Sebastian, die Länderspielreise mit der U21-Nationalmannschaft musstest Du aufgrund von Adduktorenproblemen vorzeitig abbrechen. Wie stehen denn die Prognosen für einen Einsatz gegen Stuttgart?

Das lässt sich noch nicht genau sagen. Bislang konnte ich noch nicht mit der Mannschaft trainieren. Aber wir versuchen alles, dass es bis Samstag reicht.

Wie bitter wäre es denn für Dich, gegen deinen Ex-Klub zuschauen zu müssen?

So weit wollen wir mal noch nicht gehen. Die nächsten Tage werden zeigen, ob es geht oder nicht. Davon abgesehen sind Spiele gegen den VfB natürlich immer etwas Besonderes. 2008 habe ich auch meine Bundesliga-Premiere mit dem VfB gegen Hoffenheim gefeiert. Wobei die Anspannung nicht mehr ganz so groß ist, wie beim ersten Aufeinandertreffen nach meinem Wechsel.

Erinnerst Du Dich noch an diese Partie?

Ja, klar. Es war im September 2008 in Mannheim. Wir hatten damals viel Glück und einen überragenden Jens Lehmann im Kasten. Wir waren mit dem 0:0 gut bedient.

Ein Jahr später hast Du Dich dann für einen Wechsel vom Stuttgart nach Hoffenheim entschieden.

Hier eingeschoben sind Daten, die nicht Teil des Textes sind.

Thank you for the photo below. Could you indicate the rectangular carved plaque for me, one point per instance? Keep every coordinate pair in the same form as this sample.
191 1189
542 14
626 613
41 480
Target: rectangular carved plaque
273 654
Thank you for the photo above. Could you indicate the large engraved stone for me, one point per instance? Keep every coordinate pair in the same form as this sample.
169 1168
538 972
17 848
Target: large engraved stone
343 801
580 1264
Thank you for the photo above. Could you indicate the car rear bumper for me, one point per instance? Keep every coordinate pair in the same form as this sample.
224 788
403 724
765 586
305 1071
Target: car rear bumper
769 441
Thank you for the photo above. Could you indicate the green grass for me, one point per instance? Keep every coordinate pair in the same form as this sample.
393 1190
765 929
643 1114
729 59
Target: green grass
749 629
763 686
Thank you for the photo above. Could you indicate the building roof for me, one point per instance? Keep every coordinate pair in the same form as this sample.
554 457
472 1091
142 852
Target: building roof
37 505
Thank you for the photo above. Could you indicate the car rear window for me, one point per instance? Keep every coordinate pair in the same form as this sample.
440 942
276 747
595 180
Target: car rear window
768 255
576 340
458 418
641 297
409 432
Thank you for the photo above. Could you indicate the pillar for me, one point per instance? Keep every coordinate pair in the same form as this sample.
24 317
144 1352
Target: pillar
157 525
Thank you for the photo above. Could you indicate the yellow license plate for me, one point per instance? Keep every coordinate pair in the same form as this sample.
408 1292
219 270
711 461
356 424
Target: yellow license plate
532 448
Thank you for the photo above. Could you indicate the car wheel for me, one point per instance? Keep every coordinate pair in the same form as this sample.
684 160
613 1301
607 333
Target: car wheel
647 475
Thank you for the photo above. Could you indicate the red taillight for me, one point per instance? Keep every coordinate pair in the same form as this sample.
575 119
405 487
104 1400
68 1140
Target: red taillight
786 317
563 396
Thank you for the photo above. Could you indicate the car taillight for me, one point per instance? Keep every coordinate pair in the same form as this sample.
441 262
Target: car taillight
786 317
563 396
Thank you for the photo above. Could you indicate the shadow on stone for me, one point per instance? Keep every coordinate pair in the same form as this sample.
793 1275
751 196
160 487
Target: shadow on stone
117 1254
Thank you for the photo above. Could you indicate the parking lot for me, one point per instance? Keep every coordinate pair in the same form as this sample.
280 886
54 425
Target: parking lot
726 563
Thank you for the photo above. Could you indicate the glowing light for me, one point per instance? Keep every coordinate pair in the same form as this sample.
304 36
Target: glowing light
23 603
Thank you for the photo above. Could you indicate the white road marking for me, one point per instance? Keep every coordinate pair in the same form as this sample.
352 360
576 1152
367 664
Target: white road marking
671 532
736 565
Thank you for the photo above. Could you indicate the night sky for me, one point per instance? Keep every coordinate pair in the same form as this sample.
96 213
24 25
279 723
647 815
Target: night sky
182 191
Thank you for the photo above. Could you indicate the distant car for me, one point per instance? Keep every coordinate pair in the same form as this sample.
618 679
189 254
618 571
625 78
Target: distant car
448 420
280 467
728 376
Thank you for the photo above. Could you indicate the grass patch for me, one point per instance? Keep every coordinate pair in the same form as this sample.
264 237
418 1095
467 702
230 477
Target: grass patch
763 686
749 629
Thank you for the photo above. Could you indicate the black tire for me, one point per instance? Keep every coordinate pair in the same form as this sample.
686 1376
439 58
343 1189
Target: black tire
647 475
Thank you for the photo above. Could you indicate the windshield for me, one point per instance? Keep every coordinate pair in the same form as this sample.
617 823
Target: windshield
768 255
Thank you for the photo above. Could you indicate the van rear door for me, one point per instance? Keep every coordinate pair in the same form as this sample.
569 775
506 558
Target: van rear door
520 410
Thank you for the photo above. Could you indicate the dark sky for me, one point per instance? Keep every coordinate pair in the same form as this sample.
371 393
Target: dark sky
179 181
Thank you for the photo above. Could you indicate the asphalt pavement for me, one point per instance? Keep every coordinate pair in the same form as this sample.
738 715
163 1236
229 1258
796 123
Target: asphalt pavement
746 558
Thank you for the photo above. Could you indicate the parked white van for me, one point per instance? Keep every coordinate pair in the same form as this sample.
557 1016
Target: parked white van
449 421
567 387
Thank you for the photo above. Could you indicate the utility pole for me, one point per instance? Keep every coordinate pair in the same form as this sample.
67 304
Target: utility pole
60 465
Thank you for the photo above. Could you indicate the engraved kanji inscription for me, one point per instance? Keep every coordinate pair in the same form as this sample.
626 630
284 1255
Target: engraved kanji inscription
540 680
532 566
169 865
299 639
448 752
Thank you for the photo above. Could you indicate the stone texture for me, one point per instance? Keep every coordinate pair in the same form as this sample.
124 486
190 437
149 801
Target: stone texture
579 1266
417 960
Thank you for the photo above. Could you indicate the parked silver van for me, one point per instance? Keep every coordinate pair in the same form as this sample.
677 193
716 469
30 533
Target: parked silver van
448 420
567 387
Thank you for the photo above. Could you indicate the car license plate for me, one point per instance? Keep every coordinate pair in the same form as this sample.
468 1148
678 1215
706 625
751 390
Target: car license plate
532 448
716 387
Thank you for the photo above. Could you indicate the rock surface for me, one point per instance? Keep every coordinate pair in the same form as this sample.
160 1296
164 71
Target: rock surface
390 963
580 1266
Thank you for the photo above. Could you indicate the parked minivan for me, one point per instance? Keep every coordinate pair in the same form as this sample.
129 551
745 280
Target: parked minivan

Die Perspektive war in Hoffenheim einfach die bessere. Ich habe beim VfB nicht mehr das Vertrauen des Trainers gespürt. Das ist für einen jungen Spieler sehr wichtig. Es war daher der logische Schritt den VfB zu verlassen und auch der richtige.

Aber Du hast nicht ernsthaft damit gerechnet, in so kurzer Zeit zu einer festen Größe in Hoffenheim und bei der U21 zu werden und zudem noch eine Einladung von Joachim Löw zu erhalten?

Nein, definitiv nicht. Ich bin mit dem Ziel nach Hoffenheim gekommen, mehr Spielzeit zu bekommen und mich weiterzuentwickeln. Das habe ich geschafft. Der Rest kam von alleine. Aber ich bin noch lange nicht am Ende meiner Entwicklung angekommen. Da ist noch Luft nach oben.

Du hast Deine eigene Entwicklung angesprochen. Wie siehst Du die der Mannschaft in dieser Saison?

Auch da haben wir noch Luft nach oben. Wir sind noch nicht da, wo wir hin wollen. Phasenweise haben wir schon gezeigt, welch großes Potenzial in uns steckt. Aber wir müssen das über einen längeren Zeitraum im Spiel abrufen - und uns solche Auftritte wie gegen Köln besser nicht mehr erlauben.

Am Samstag bietet sich beim VfB Stuttgart die Chance, sich im oberen Tabellendrittel festzusetzen.

Das muss unser Ziel sein. Aber das wird sicherlich ein ganz enges Spiel. Doch wenn wir dem VfB unser Spiel aufzwingen, dann können wir auch in der Mercedes-Benz-Arena bestehen und erstmals drei Punkte gegen Stuttgart einfahren.